SpMV implementation problem

I’m trying to implement the sparse vector-matrix multiplication routine as described in “Effcient Sparse Matrix-Vector Multiplication on CUDA” by Bell Garlandy (spmv_csr_vector_kernel function). The source code is pretty similar to that given in the article and it seems to work correctly but it is painfully slow(more than 3 times slower than simple scalar implementation). I wonder, what can be the reason of it? I use GeForce 8800 GT for testing.

the code:

#define WARP_SZ 32

	__shared__ float vals [THREAD_BLOCK_SIZE*THREAD_BLOCK_SIZE];

	int thread_id = compute_thread_index(); // global thread index

	int warp_id = thread_id / WARP_SZ; // global warp index

	int lane = thread_id & (WARP_SZ - 1); // thread index within the warp

	// one warp per row

	int row = warp_id;

	const int thread_block_id = threadIdx.x + THREAD_BLOCK_SIZE*threadIdx.y;

	if ( row < size_vec)

	{

		uint2 rowptr_bounds = rowptr[row];

		const int row_start	=	rowptr_bounds.x;

		const int row_end	=	rowptr_bounds.y;

		// compute running sum per thread

		vals [ thread_block_id ] = 0;

		for ( int jj = row_start + lane; jj < row_end; jj += WARP_SZ){

			const float xv = tex1Dfetch(texX,colind[jj]);

			vals [ thread_block_id ] += matrix [jj] * xv;

		}

		// parallel reduction in shared memory

		if ( lane < 16) vals [ thread_block_id ] += vals [ thread_block_id + 16];

		if ( lane < 8) vals [ thread_block_id ] += vals [ thread_block_id + 8];

		if ( lane < 4) vals [ thread_block_id ] += vals [ thread_block_id + 4];

		if ( lane < 2) vals [ thread_block_id ] += vals [ thread_block_id + 2];

		if ( lane < 1) vals [ thread_block_id ] += vals [ thread_block_id + 1];

		// first thread writes the result

		if (lane == 0){

			b[ row ] = vals [ thread_block_id];

		}

	}

Tried it on GTX260. It’s better but still slower than the scalar implementation(thar uses a thread per row rather than a warp per row)

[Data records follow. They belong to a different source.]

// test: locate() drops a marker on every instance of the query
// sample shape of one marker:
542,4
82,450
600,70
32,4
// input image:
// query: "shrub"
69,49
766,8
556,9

I think the semi-official nVidia source for sparse matrix multiplication was posted in the General Computing forum a few months back, if you want to take a look at it.

I’m aware of that. In fact, I’m trying to mix the implementation by Buatois that uses the blocked CRS format with some optimizations from NVIDIA’s paper. And it does not work wery well. But after searching the general computing forum for the topic you pointed out I found an interesting statement

maybe it is my case, need to examine the test matrices.